So sehr die Toten Hosen ihre Abneigung gegen den bayerischen Fußball in ihren Texten zum Ausdruck bringen, so innig ist die Verbundenheit der Band zum bayerischen Kabarettisten Gerhard Polt und den Biermösl Blosn, die Polts Auftritte seit Langem regelmäßig mit ihrer bissigen Stubenmusi in ungewöhnlicher Instrumentierung begleiten.

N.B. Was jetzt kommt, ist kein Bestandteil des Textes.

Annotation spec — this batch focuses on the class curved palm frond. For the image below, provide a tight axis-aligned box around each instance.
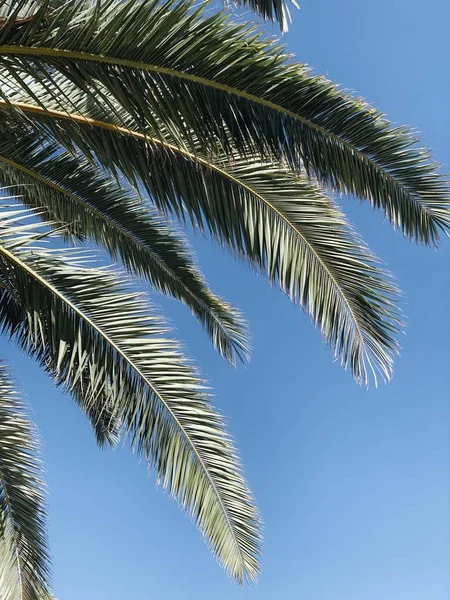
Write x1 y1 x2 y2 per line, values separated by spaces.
0 361 52 600
0 0 447 243
0 207 260 584
0 203 121 446
6 102 402 385
0 120 249 365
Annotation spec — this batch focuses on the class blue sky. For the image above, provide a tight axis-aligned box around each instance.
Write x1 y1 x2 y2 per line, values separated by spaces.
3 0 449 598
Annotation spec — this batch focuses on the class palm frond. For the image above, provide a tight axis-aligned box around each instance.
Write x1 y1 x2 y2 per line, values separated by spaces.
0 119 249 365
229 0 294 31
0 206 261 584
0 0 447 242
10 105 403 385
0 0 291 31
0 202 122 446
0 361 52 600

Schon 2005 tourten sie alle gemeinsam durch Theater und Opernhäuser, gerade sind sie unter dem Titel „Im Auge des Trommelfells“ wieder unterwegs und gastierten Freitagabend mit dem Versprechen, Rock 'n' Roll und Mundartanarchismus zu verbinden, im Wiener Konzerthaus.

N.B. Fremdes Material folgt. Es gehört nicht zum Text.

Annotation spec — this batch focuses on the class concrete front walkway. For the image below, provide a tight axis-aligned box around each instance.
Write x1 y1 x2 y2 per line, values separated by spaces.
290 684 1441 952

Mehr als eine Mischung war es ein Nebeneinander der Disziplinen: Die Toten Hosen spielten Akustik-Versionen aus ihrem Repertoire, begleitet von den Multiinstrumentalisten der Well-Brüder, wie sich die Biermösl Blosn mittlerweile nennen. Die brachten dazwischen eigene Nummern unter, bei denen wiederum die Düsseldorfer Altpunks zu neuen Instrumenten greifen durften. Sänger Campino bestritt diese Talentshow sichtlich vergnügt mit Trompete, Hackbrett und Alphorn. Und Polt? Der trat immer wieder in der Rolle des Schlager-Managers Schikaneder auf die Bühne, der das Talent der Musiker („Herr Cumpano!“) erkannt haben und ihnen zum Durchbruch auf den Bühnen der Feuerwehrfeste dieser Welt verhelfen will.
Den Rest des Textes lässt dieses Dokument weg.